You are viewing paulmck

Previous Entry | Next Entry

SequentialCaveman
Imagine a software project that has been written and maintained for many years as a single-threaded program. In such an environment, using a singleton object to hand out consecutive transaction IDs is the most straightforward thing in the world: simple, fast, and easily encapsulated. Similarly, a singleton object is also quite attractive as a central “mailbox” or communications hub. Again, simple, fast, and easily encapsulated.

That is, these approaches are attractive only until it is time to run on a multicore system, at which point their poor scalability will become painfully apparent.

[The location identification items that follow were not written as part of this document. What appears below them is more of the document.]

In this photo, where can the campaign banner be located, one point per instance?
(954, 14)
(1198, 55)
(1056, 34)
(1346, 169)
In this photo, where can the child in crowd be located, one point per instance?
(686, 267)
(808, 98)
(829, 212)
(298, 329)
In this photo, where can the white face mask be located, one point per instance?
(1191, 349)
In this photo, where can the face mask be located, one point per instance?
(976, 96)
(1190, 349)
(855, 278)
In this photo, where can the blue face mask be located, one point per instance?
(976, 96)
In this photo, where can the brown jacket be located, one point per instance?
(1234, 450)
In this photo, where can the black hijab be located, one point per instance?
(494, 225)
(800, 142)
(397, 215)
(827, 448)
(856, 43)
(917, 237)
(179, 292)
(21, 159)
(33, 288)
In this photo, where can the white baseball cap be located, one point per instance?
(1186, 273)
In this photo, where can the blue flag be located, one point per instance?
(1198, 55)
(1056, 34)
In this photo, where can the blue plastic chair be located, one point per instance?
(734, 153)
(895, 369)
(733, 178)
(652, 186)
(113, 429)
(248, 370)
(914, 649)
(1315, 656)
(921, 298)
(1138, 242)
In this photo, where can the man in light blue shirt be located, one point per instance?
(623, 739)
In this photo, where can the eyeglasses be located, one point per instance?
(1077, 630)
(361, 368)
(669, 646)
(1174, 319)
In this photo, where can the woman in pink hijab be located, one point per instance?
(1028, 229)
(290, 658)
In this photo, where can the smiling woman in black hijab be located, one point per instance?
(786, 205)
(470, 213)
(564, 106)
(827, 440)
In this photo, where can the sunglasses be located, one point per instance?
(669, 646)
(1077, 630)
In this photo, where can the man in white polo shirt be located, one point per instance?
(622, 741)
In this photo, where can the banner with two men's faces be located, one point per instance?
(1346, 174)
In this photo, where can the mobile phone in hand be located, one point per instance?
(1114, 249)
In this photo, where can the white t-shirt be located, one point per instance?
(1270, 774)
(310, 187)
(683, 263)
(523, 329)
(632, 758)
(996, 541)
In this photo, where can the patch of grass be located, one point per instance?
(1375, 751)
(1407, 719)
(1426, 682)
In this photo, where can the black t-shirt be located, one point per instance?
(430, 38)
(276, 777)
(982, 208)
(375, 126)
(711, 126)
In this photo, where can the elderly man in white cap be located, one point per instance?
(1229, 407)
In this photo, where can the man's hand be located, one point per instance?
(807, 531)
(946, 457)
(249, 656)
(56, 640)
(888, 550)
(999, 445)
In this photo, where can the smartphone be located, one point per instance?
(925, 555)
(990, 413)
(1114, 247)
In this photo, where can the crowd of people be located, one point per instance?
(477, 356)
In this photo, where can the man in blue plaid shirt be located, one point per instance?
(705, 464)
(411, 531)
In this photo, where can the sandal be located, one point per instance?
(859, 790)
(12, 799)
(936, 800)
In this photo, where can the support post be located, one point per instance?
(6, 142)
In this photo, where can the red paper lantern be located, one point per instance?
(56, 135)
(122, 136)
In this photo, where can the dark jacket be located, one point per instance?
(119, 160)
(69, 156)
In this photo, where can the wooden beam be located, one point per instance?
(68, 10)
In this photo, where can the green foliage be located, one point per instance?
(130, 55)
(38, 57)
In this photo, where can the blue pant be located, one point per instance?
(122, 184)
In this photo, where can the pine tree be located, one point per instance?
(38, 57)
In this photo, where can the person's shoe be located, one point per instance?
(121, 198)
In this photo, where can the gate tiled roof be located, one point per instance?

The following figure illustrates this point, showing the overhead of concurrent atomic increment of a single global variable in a tight loop.

Atomic increment does not scale well

Perfect scalability would result in a horizontal line in the above figure. The upward-slanting line shows that the more CPUs we add, the slower atomic increment gets. This is the antithesis of good scalability.

Of course, if the transaction ID was used only as a tag, there are a number of easy fixes, for example, assigning ranges of numbers to individual threads so that they can generate transaction IDs without the need for costly atomic operations. But what if there is a recovery mechanism that absolutely requires that the IDs be assigned consecutively? This might require a complete rewrite of what is usually extremely tricky code.

Worse yet, suppose that this transaction ID was part of some heavily used API. Modifications might then be required in many pieces of code throughout many organizations. It is likely that no one person would be able to find all the relevant code within the confines of a single organization, let alone across multiple organizations.

Oops!!!

One can argue that this is not parallelism's fault. After all, parallelism did not hold a gun to anyone's head and insist that poor design choices be made. But this is cold comfort to anyone tasked with parallelizing such software. Besides which, in absence of parallelism, these design choices were eminently reasonable.

That said, the figure above shows that atomic increment consumes less than 400 nanoseconds, even on a 16-CPU system. In many cases, this 400 nanoseconds is not a large overhead. So, is the use of global singletons really a problem for parallel code, and if so, what can be done about it?

Comments

(Anonymous)
Dec. 24th, 2009 04:47 am (UTC)
timestamp
> But what if there is a recovery mechanism that absolutely requires > that the IDs be assigned consecutively? High-resolution Timer. Time-stamp + ranges could help a bit? It is not serialization but...
paulmck
Dec. 24th, 2009 04:26 pm (UTC)
Re: timestamp
If your system has a fine-grained time source that is synchronized across the system, then you can indeed obtain unique timestamps by concatenating time timestamp with a CPU/thread ID. As you say, this can be quite useful in a number of situations.

However, it does not have the property “that the IDs be assigned consecutively.” In addition, in the sadly common case where the hardware does not provide a synchronized fine-grained timestamp, computing one in software can incur significant overhead.

And if your algorithm can tolerate unsynchronized time, then it can probably also tolerate some of the linked-to solutions.

Nevertheless, you are correct in saying that timestamps can be useful in a number of situations.